Onto the Emperor Mollusk Month!! post:
If I was going to stress anything about Emperor Mollusk versus the Sinister Brain, it’s that this is not a silly novel. It is absurd, certainly, but no less absurd than John Carter’s Mars, Doc Savage’s bronze age, or any number of pulp realms. No doubt, many will label the book a parody. Others might mistakenly call it an homage. Heck, I might even be tempted to call it a pastiche.
It is none of these things. It is unapologetic pulp awesomeness. It should be read with that understanding and judged accordingly. By no means, do I expect everyone to like it, and if someone hates it because they didn’t feel it was pulpy enough, then I accept their criticism. But if someone says it isn’t funny enough. Or if it’s too silly. Well . . . I can’t dismiss those criticisms either because I’m a professional and that means taking this stuff seriously. But I can at least prime the audience so that they go in expecting what I wanted to give them, not something else.
Emperor’s universe is larger than life and full of epic adventure. None of this is done with a smirk. All of it is 100 percent sincere in its inspiration. While there will no doubt be comparisons drawn between Emperor and Megamind, the two characters couldn’t be further apart in terms of what their stories are about. Megamind is a deconstruction and playful look at the bad guy. Emperor Mollusk IS the bad guy. And he’s also the good guy. He is amazing and filled with to the brim with confidence and genius.
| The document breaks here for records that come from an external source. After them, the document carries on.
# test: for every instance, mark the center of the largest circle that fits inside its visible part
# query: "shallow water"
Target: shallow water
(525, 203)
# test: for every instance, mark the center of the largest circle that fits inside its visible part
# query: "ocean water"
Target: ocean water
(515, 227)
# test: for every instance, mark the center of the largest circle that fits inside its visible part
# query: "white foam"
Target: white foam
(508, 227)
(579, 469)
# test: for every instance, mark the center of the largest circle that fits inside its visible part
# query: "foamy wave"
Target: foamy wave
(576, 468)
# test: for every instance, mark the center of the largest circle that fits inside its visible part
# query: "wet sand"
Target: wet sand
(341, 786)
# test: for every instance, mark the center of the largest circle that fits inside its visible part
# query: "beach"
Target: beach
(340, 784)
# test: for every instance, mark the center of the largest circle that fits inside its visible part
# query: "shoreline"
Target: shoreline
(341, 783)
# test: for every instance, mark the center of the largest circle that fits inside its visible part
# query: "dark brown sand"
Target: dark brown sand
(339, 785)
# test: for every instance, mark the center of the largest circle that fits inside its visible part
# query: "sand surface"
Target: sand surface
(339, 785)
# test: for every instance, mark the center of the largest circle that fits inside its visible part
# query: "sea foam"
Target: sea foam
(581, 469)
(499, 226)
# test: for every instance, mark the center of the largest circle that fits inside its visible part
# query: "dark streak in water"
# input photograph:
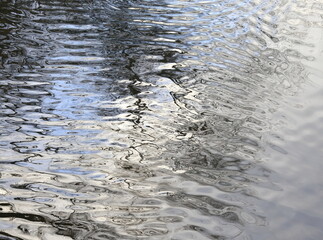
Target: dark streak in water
(153, 119)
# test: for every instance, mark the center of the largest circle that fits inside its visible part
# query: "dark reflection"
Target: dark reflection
(141, 119)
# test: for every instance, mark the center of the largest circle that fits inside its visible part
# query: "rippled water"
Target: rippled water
(173, 119)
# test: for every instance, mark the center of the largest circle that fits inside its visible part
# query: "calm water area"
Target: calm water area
(161, 119)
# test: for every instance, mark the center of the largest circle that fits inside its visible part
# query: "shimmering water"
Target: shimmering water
(169, 119)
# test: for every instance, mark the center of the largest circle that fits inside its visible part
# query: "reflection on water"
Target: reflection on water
(158, 119)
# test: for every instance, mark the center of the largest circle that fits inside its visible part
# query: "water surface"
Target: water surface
(171, 119)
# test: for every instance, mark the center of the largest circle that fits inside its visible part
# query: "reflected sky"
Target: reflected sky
(160, 119)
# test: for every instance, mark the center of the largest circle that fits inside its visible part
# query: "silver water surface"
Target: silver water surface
(171, 119)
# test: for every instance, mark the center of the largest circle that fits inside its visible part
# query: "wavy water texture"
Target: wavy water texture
(146, 119)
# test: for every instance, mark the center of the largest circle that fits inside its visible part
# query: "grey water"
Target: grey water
(168, 119)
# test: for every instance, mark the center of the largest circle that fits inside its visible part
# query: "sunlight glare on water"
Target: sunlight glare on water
(170, 119)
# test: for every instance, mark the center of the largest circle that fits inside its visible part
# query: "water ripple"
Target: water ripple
(150, 119)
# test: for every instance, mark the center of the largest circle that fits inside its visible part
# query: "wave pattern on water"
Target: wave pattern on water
(143, 119)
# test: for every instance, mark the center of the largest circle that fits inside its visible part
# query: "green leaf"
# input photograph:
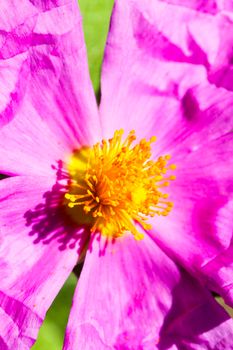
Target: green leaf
(96, 17)
(52, 331)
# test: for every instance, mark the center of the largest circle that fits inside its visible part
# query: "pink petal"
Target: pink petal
(199, 229)
(35, 258)
(127, 293)
(155, 74)
(47, 102)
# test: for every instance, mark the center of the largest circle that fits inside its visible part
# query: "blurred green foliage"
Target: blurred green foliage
(52, 331)
(96, 15)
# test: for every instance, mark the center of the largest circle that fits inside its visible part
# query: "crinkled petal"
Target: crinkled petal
(156, 74)
(198, 231)
(46, 98)
(33, 262)
(130, 295)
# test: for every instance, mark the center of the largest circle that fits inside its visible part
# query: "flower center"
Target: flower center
(115, 184)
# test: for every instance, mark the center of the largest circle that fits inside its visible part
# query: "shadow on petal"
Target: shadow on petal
(49, 220)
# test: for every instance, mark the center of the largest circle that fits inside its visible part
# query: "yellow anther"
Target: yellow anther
(118, 185)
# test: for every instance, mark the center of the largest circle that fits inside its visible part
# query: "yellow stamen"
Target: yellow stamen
(116, 184)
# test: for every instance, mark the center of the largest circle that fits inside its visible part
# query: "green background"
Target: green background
(96, 15)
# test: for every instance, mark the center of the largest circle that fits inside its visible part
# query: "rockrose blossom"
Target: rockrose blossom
(95, 185)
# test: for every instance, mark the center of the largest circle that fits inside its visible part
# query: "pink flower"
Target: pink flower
(166, 72)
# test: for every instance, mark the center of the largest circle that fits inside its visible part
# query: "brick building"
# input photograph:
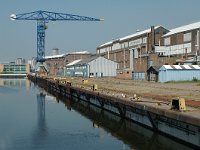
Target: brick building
(56, 63)
(183, 40)
(132, 52)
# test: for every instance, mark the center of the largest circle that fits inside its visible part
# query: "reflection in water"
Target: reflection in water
(15, 83)
(134, 135)
(41, 131)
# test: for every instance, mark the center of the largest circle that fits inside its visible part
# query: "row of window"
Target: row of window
(187, 37)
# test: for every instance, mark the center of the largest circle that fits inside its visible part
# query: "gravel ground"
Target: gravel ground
(144, 89)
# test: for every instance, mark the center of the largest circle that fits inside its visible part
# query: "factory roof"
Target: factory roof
(180, 67)
(62, 55)
(82, 61)
(74, 62)
(185, 28)
(130, 36)
(138, 33)
(54, 56)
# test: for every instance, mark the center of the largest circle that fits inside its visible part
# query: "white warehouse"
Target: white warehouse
(91, 67)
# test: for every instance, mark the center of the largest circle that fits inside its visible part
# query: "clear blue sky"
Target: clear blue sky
(122, 17)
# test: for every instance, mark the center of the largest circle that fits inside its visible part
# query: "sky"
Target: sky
(122, 18)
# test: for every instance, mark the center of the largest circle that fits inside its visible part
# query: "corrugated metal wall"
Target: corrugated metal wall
(102, 67)
(178, 75)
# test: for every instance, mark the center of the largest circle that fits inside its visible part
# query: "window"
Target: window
(167, 41)
(187, 37)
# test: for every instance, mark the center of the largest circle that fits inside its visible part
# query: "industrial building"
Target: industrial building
(91, 67)
(12, 69)
(156, 46)
(132, 52)
(179, 73)
(56, 62)
(182, 40)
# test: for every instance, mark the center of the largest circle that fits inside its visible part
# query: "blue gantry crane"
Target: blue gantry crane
(42, 18)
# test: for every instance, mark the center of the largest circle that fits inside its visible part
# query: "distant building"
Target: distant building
(91, 67)
(20, 61)
(135, 53)
(182, 40)
(12, 68)
(179, 73)
(56, 63)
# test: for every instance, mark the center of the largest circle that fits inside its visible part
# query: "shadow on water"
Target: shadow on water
(41, 132)
(130, 133)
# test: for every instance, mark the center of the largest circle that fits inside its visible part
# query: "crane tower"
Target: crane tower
(42, 18)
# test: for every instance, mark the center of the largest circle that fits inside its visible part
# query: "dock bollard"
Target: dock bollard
(178, 104)
(94, 87)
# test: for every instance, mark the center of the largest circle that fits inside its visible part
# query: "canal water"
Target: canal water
(32, 119)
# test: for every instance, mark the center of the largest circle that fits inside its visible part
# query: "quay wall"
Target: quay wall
(177, 125)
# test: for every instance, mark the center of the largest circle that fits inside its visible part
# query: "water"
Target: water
(32, 119)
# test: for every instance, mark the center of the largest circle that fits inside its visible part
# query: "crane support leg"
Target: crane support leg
(40, 41)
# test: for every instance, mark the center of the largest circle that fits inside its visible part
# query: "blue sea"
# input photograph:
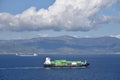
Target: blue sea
(102, 67)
When you picture a scene out of Emperor Mollusk, you should be picturing something out of Avatar (minus the boring parts where people stand around talking) or the new John Carter film. When Emperor faces down a squad of Saturnite shock troopers, you should see it as a battle, not a wink. And the crimes Emperor has committed, they’re serious. He’s done some bad stuff.
Emperor is carved from the same mold as so many classic heroes of sci fi / fantasy. He is resolute, capable, intelligent, powerful, and formidable. He is, without apology from me, the most awesome character in his universe. Just as John Carter dominates Mars or Flash Gordon kicks Ming’s butt, so it is that Emperor Mollusk is a heroic / villainous ideal. He’s not invincible. But he is outstanding, and he knows it.
And his universe, as strange and ridiculous as it often is, is not meant to be weird. It’s just a realm of adventure where mutant dinosaurs roam and giant robot fights are a way of life. But like almost everything I’ve ever written, this is not meant to be taken in an “ironic” way with a wink and a nod to an audience that is too “smart” to really enjoy those things. No, this reflects something missing from literature for far too long. Grand adventure where anything goes. Ray guns and spaceship battles and mind-control devices and strange alien invaders who seem determined to conquer the earth because that’s what strange alien invaders do. And while I’m sure that stuff is still out there, I’m just trying to throw a little bit more into the collective consciousness because the world is a better place when we’re allowed to close our eyes and imagine the absurd without having to excuse ourselves.
We don’t have to apologize for liking the fantastic. We can dive in, without irony, without fear. And it can be awesome.
And that’s what Emperor Mollusk versus the Sinister Brain is all about.